Pria berusia 30 tahunan berdiri di samping tambak di Desa Sedari, Kecamatan Cibuaya, Kabupaten Karawang, Jawa Barat (Jabar), Juni lalu. Sesekali dia mengamati orang-orang yang melintas di jalur pejalan kaki.
Dia mengaku sebagai penjaga tambak seseorang yang dia sebut sebagai pemodal besar. “Saya harus menjaga, karena pernah kejadian ada yang mengambil bandeng dan udang dari dalam tambak. Mereka mencuri,” katanya kepada Mongabay.

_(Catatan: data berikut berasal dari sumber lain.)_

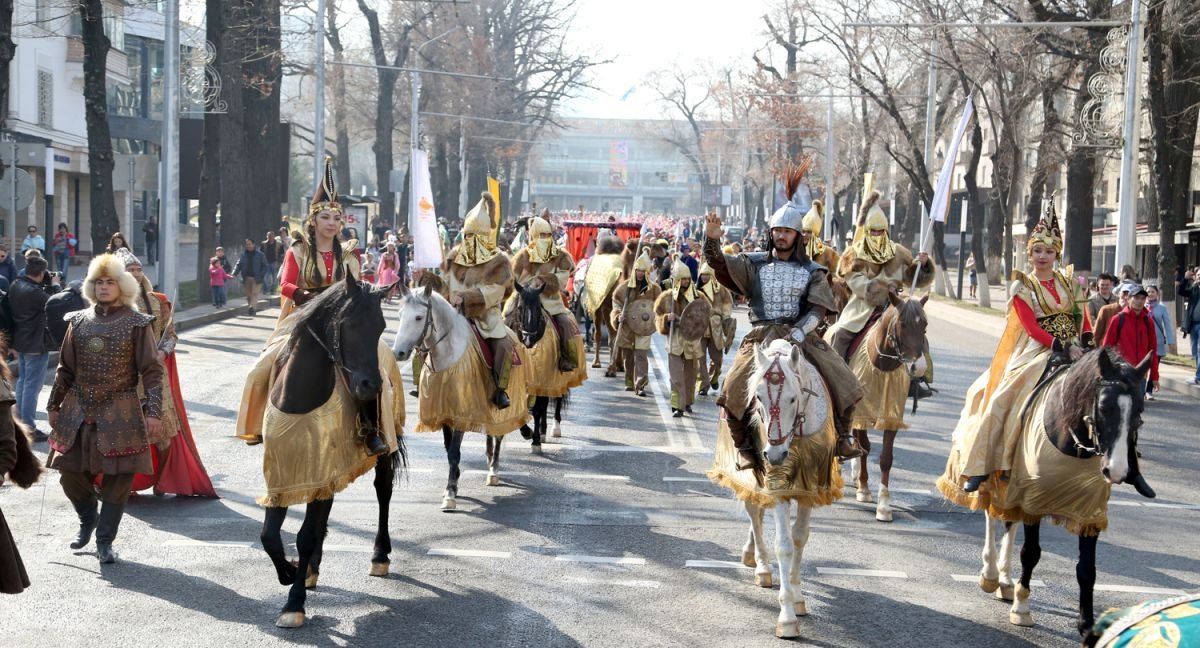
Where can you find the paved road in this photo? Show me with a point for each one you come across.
(588, 545)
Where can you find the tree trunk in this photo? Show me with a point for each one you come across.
(100, 142)
(210, 165)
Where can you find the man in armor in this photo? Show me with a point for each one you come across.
(101, 426)
(479, 277)
(873, 267)
(634, 347)
(789, 297)
(683, 354)
(552, 267)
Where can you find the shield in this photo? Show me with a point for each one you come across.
(694, 321)
(640, 317)
(731, 329)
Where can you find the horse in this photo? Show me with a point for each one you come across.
(802, 469)
(889, 355)
(545, 381)
(455, 393)
(333, 348)
(1079, 432)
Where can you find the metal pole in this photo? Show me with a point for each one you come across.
(318, 121)
(168, 175)
(1127, 225)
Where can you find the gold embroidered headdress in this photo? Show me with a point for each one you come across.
(1047, 232)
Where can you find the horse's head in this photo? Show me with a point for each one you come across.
(354, 322)
(781, 387)
(904, 328)
(415, 319)
(529, 312)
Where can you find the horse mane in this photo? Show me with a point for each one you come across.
(1079, 387)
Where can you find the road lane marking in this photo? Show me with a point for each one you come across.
(873, 573)
(975, 579)
(630, 582)
(714, 564)
(589, 475)
(1138, 589)
(468, 553)
(600, 559)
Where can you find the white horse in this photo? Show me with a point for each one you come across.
(793, 405)
(431, 325)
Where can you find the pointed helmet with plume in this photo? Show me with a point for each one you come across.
(478, 245)
(799, 198)
(1047, 232)
(324, 197)
(879, 249)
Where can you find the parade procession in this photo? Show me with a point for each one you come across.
(852, 323)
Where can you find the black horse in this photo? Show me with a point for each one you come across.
(532, 319)
(335, 339)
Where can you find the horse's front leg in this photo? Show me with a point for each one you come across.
(799, 539)
(883, 509)
(384, 481)
(273, 544)
(786, 625)
(1031, 552)
(453, 442)
(1085, 574)
(312, 534)
(493, 457)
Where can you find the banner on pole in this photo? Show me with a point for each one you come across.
(426, 243)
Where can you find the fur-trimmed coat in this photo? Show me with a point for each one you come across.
(869, 285)
(484, 289)
(553, 275)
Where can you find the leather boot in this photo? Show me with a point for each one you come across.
(89, 515)
(106, 532)
(846, 447)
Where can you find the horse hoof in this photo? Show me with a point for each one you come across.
(289, 619)
(1024, 619)
(787, 630)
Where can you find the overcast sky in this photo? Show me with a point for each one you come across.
(646, 35)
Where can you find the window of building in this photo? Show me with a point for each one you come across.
(45, 99)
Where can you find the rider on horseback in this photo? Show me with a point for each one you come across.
(871, 268)
(789, 297)
(551, 265)
(480, 277)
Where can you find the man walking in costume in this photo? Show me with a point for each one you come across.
(635, 348)
(177, 466)
(552, 267)
(713, 342)
(789, 297)
(94, 407)
(683, 354)
(480, 277)
(871, 268)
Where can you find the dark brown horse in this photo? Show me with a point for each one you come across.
(335, 339)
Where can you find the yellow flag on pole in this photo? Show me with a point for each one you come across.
(493, 187)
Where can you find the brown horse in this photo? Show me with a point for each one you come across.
(891, 353)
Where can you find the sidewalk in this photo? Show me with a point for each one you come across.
(1171, 377)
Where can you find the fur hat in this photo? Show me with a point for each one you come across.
(111, 265)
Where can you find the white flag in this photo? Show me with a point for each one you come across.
(941, 207)
(426, 243)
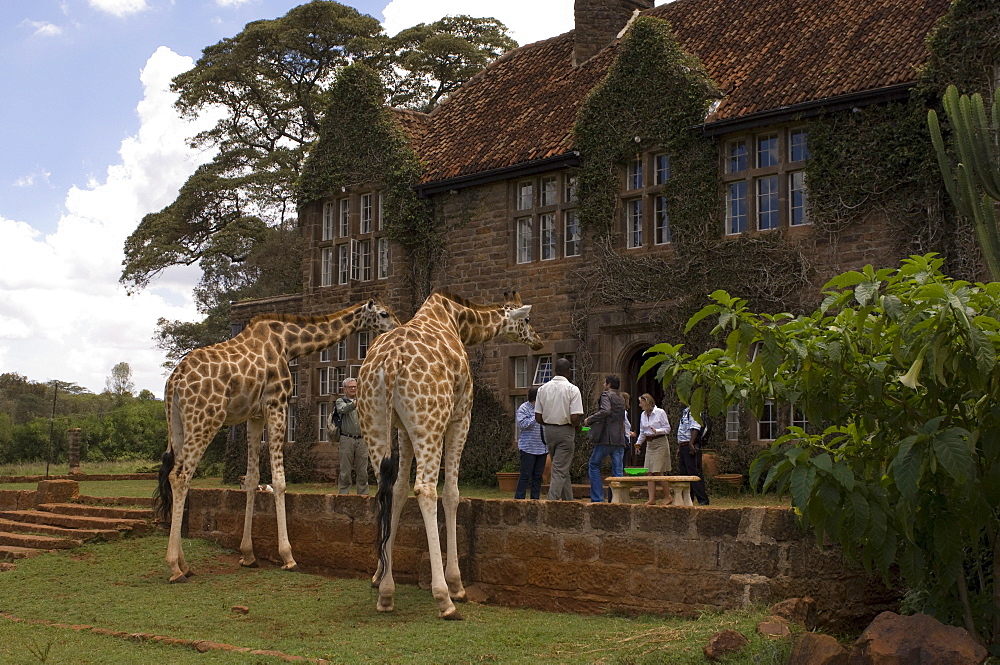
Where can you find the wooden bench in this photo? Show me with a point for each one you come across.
(680, 486)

Dari pekerjaan itu, dia bisa mencukupi kebutuhan keluarganya. Karena itu, dia pun kaget ketika mendengar ada rencana pemerintah merevitalisasi tambak di Sedari melalui proyek berlabel strategis nasional (PSN) itu.
Proyek itu berisiko menjadikan tambak kembali ke tangan pemerintah, yang berarti kehilangan pekerjaan.
“Lalu saya bagaimana nasibnya?” tanyanya.
Dia berharap, proyek itu tak sampai membuatnya kehilangan pekerjaan.

Warno, pemilik tambak di Sedari memiliki harapan sama. Dia khawatir bila rencana revitalisasi tambak pemerintah jalankan akhirnya mengubah hidup dan sumber penghidupannya.
Pria 55 tahun itu bilang, mengelola tambak dua hektar lebih yang dia sewa dari Perum Perhutani sejak 2000. Perjanjian sewa berlangsung resmi dengan tanda tangani kedua belah pihak.
Warno manfaatkan tambak untuk budidaya ikan bandeng, udang, hingga rumput laut. ”Ternyata (rumput laut) hasilnya justru lebih menjanjikan itu daripada bandeng dan udang,” katanya.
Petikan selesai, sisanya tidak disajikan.